My initial thought was that I didn’t want to do the challenge because I could only think of “cutesy” ideas and didn’t want to make that big of a quilt that would never hang on my walls. So, I pretty much forgot about it!!
Then, back in February I was having lunch with my “Creative Group” and we were talking about how bad the winter weather had been. One of the members showed a photo that her son had taken to prove just how much snow had fallen at his house. When I saw the photo, I saw a single tree trunk in the middle of a snow drift with a horizon line and a forest of trees in the background. When I asked the woman to share the photo, this is what I received……
…..a yardstick stuck into the snow on a table and something in the background….probably the back of a deck chair. Yikes, is this really the photo that inspired me!!!
That evening, as I was playing around with the photo and thinking about the size of the quilt, I realized that it could EASILY be turned into a 24×36 inch quilt which would fit the challenge rules. But, I still needed an idiom…. so I hopped on the internet and Googled “idioms and snow” and up popped “SNOWED UNDER”….the PERFECT name for this planned quilt!!!
I started on the quilt top by marking a 24 x 36 inch onto my design wall and laying out the possible fabrics…..
The next task was to “free-piece” the snow background. This particular section started out by piecing a nine patch…..
….and continuing to add pieced segments until I got it to the size that I wanted……
…..and then added it to the other sections already on the wall……
After I had the snow bank pieced, and as I was trying to decide what to do with the background trees, I looked thru some photos that I had saved as inspirations and decided that, like this photo, there needed to be some tree shadows…..
I briefly thought about painting the shadows but then remembered a banner that I had photographed in Scotland where netting was used to provide shadows on buildings…..
I grabbed the only netting that I had in the house (purple) and placed a temporary shadowI immediately liked how it looked!!
Now it was time to start quilting, so I did some sample quilting (with a pen) to see which I liked best…..
I picked the middle one and drew one blue line to use as a guide for the echo quilting, and off I went!!

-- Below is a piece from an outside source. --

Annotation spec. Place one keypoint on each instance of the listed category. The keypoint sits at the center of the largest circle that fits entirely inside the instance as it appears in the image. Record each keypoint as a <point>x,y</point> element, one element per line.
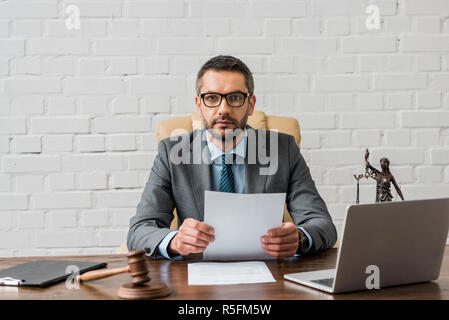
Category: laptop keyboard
<point>326,282</point>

While outlining the tree, I accidently hopped off the white and onto the tree trunk, leaving a VERY noticeable line. Now I could have taken the stitching out but instead decided to cover the white line with a dab of from a brown Fabrico Marker.
Unfortunately the next thing that I did was to pull out my spray bottle and liberally spray the blue line to remove the mark, AND, you guessed it…..the brown marker hadn’t dried yet and it bled onto the white fabric…..
It wasn’t much but was enough to ruin the piece and I was horrified!! As I finished quilting the trees, I tried to think of ways to fix the bleed mark and had basically decided that I would need to take out some of the quilting and applique another piece of white fabric over it….SIGH….so much work!!!
But then I had the wonderful thought…..I wonder if I could paint over it?????
So a dab of paint on a dry brush…..
…. and the crisis was averted!!!!
I am extremely happy with the quilt and had a marvelous time working on it…..
…..definitely a win-win!!!
4 thoughts on “Feeling “Snowed Under””
It’s an awesome quilt all around, but your killer improv piecing is my favorite part.
You just never know when or where inspiration will strike. So happy that you are back to blogging. I've missed you!
This is an amazing project. I just luv it! Reading a book that asked what tool from your tool box does one take when one goes out and about. I thought imagination was a good tool and you have sure used yours!!!
Great result. It is always surprising to see where inspiration comes from. I always enjoy the way you solve your problems. Well done on a great finish.